GIVEN the public opposition against Lynas Corporation‘s proposed rare earth processing plant in Pahang, it is timely to revisit the due process that is supposed to govern the inception of such projects. How did the public come to know about the project so late after federal approval had already been given for it? Can public input at this stage change the outcome, or has the decision already been made?
Malaysia had actually made a commitment to prevent such a lack of transparency. In 1992, at the Rio Earth Summit, the nations of the world agreed upon a plan to slow, and hopefully halt, environmental degradation, loss of biodiversity, and climate change. Malaysia was there, and signed the Convention on Biological Diversity (CBD).
One of the principles of the CBD, Principle 10, was on the right to access environmental information. This principle has three pillars: public participation in decision making, the right to access environmental information, and the right to environmental justice. Unfortunately, Malaysia’s implementation of this principle – as with many other parts of the convention – has been halfhearted at best.
There is no price tag to clean air, to clean water, or to an atmosphere free of contamination by radiated materials. On the other hand, there is a lot of money to be made in contaminating the air or water. This has been used as justification by regulatory agencies such as the Department of Environment (DoE) for turning a blind eye to factories breaking the law. No less than a former director-general once said that although the DoE was aware of factories illegally polluting rivers, it could not take action due to the “economic contribution” of these factories.
This betrays a significant problem. Whether due to corruption or short-sightedness, we are mortgaging our communal health and well-being for short-term corporate, individual profit – even when it breaks the law.
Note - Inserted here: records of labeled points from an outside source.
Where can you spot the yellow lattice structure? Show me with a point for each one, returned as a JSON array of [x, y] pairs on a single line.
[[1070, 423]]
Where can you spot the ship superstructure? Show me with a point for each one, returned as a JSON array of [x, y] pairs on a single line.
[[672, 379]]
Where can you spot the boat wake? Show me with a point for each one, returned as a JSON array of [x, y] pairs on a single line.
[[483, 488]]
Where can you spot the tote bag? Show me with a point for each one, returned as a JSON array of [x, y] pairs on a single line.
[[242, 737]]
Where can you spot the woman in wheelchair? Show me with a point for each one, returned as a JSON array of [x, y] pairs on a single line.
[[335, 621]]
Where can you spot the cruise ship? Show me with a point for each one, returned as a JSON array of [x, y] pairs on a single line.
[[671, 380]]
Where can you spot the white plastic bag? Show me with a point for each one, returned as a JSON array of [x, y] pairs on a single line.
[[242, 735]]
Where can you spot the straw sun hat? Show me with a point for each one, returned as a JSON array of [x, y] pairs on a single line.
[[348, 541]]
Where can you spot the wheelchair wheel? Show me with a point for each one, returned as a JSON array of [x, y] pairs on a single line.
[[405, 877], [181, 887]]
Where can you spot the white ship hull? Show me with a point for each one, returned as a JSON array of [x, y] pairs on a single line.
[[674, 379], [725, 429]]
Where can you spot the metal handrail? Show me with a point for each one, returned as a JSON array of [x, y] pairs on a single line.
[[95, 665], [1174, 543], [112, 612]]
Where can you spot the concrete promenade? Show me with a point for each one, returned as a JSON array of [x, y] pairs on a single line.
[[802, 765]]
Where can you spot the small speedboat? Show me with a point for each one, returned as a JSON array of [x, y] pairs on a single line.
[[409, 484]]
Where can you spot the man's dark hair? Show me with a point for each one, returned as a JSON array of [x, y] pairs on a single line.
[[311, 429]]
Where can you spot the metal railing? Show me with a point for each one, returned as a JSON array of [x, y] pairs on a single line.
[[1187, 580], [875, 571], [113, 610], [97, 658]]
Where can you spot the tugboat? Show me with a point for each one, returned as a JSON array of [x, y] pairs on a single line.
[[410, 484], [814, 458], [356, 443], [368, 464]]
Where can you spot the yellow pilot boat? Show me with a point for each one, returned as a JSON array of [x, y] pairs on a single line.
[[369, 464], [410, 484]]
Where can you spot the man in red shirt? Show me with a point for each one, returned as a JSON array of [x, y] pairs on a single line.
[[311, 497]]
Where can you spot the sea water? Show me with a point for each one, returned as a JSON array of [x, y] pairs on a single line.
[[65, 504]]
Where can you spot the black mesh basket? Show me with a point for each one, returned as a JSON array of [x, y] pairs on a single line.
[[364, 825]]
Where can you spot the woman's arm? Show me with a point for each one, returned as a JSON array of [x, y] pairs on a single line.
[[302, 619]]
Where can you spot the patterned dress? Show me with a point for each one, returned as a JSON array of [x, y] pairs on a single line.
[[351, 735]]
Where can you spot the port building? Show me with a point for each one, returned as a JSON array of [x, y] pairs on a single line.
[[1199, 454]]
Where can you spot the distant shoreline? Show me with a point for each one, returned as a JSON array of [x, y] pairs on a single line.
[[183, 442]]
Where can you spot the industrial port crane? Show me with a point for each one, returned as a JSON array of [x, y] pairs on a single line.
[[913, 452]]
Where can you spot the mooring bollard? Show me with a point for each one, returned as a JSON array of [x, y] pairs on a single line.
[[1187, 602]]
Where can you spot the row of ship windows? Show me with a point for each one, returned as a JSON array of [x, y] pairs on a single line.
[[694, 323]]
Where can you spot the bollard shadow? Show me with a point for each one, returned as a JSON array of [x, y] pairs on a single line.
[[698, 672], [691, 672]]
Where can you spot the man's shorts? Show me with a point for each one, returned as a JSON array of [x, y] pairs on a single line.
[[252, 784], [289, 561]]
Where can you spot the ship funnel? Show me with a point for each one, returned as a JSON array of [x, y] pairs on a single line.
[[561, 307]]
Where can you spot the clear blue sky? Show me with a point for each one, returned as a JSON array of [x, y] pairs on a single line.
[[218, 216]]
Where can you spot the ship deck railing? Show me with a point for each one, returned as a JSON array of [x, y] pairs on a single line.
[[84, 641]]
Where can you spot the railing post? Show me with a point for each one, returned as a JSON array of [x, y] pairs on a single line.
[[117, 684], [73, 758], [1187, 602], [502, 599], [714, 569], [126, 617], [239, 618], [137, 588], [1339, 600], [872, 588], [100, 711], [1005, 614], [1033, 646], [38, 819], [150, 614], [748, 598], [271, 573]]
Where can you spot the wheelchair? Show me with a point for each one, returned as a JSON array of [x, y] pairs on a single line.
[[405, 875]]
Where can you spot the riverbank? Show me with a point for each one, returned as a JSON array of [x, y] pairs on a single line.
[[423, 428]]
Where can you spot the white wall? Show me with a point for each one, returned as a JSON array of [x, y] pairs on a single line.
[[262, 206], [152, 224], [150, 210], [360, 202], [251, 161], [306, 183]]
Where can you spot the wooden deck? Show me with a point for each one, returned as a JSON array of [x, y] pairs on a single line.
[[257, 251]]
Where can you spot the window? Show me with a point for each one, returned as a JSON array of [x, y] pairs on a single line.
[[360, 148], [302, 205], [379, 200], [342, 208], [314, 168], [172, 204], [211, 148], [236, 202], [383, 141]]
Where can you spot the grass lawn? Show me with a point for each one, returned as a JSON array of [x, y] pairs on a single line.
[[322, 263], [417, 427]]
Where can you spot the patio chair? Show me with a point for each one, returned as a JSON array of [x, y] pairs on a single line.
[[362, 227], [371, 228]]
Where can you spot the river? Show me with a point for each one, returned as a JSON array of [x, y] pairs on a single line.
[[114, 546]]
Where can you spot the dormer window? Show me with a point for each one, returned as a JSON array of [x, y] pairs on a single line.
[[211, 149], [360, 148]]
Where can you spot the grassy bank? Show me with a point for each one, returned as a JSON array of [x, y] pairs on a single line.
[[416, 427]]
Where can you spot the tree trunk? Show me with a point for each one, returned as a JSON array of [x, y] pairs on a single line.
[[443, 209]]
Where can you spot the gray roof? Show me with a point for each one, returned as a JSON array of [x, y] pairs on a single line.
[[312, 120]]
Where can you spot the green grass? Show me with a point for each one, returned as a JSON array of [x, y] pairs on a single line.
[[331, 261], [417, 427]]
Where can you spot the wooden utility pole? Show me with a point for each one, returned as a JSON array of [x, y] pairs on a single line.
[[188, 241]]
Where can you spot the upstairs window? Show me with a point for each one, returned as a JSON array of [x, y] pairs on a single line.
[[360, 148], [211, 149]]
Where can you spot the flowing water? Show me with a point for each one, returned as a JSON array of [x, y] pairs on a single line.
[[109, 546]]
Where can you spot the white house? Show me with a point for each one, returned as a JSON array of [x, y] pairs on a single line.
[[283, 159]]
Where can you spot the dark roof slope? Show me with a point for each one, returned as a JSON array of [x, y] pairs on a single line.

This benefits the rich, the well-connected and the powerful at the expense of the average Malaysian – specifically what Principle 10 of the convention aims to address.
EIAs: Truly independent?
In Malaysian law, one way we have attempted to put this principle into practice is through the Environmental Impact Assessment (EIA). The point of conducting an EIA is to give the environment some weight in development decisions, and to ensure that any development is beneficial overall, not just in terms of the monetary costs. To actually achieve this, the process should be independent, transparent, and it needs to have some clout. Projects that have an overwhelmingly adverse environmental impact should be shelved.
Our EIA process fails in all aspects.
An EIA is conducted for a proposed project. Take, for example, the need for additional sources of clean water for Kuala Lumpur. The responsible government agency (the Public Works Department, for example) could initiate an EIA to discover the best way of meeting the perceived need. At the same time, it could assess the urgency of meeting that need, and plan how to meet any growth in water demand over a longer time frame in the most economically, socially and environmentally beneficial ways. This would allow for the impartial weighing of options, rather than being biased towards a particular project from the outset.
There is also a lack of independence because the consultant conducting the EIA is chosen and paid by the project proponent. If the consultant finds that a project is an environmental nightmare, and recommends that it should not continue, their wage controllers are going to be unhappy.
And there is a lack of clout: while consultants have to be registered with the DoE, there is little that the DoE can do to ensure that project proponents do not put undue pressure on the consultants to make the report favourable to the project, rather than ensure an impartial assessment of environmental (and social) costs and benefits.
These problems can be fixed by a review of how consultants are appointed. Rather than having the proponent directly appoint a consultant, appointments could be made by the DoE, to whom the consultants should be answerable. The proponent would still pay for the report, but through the department. This could help protect the consultant from pressure to downplay any environmental costs of the proposed project.
This would also provide the DoE with greater powers of oversight in the completion of the report. A number of types of projects, such as dams and power plants, have detailed guidelines on how the EIA should be conducted. Such details include the types of questions that should be asked and the types of mitigation that are considered acceptable.
These guidelines are reasonably stringent and potentially have the force of law. If the DoE was directly overseeing the completion of a report, it could insist on the higher standards that already exist in the guidelines.
What public participation?
Another concern is the transparency of the review process. While any detailed EIA has to be open for public comment, and most EIAs are now available electronically, there is no guarantee that public comments will be acted upon or taken into consideration.
Public feedback is only considered if it specifically addresses the EIA report, not if it merely raises general concerns about a project. Feedback is only invited in the final stages of the report, when the proponent company has already invested in the project. And there is no mechanism for holding the review panel accountable for accepting or rejecting an EIA report, or even for discovering the recommendations that the panel makes.
To ensure that we, the Malaysian public and taxpayers, are not bearing the brunt of private profits, and to meet our international obligations to the environment and future generations, we need to review the weight we give to environmental considerations and how we define development.
More money is worthless if our land, seas and rivers are poisoned, and if our population suffers from radiation and chemical poisoning. One step towards doing this would be to revisit Principle 10 of the CBD, and ensure that we are doing all we can to allow access to environmental information and environmental justice.
Sonia Randhawa is the co-author of A Haze of Secrecy, a book about access to environmental information in Malaysia, and is a director of the Centre for Independent Journalism.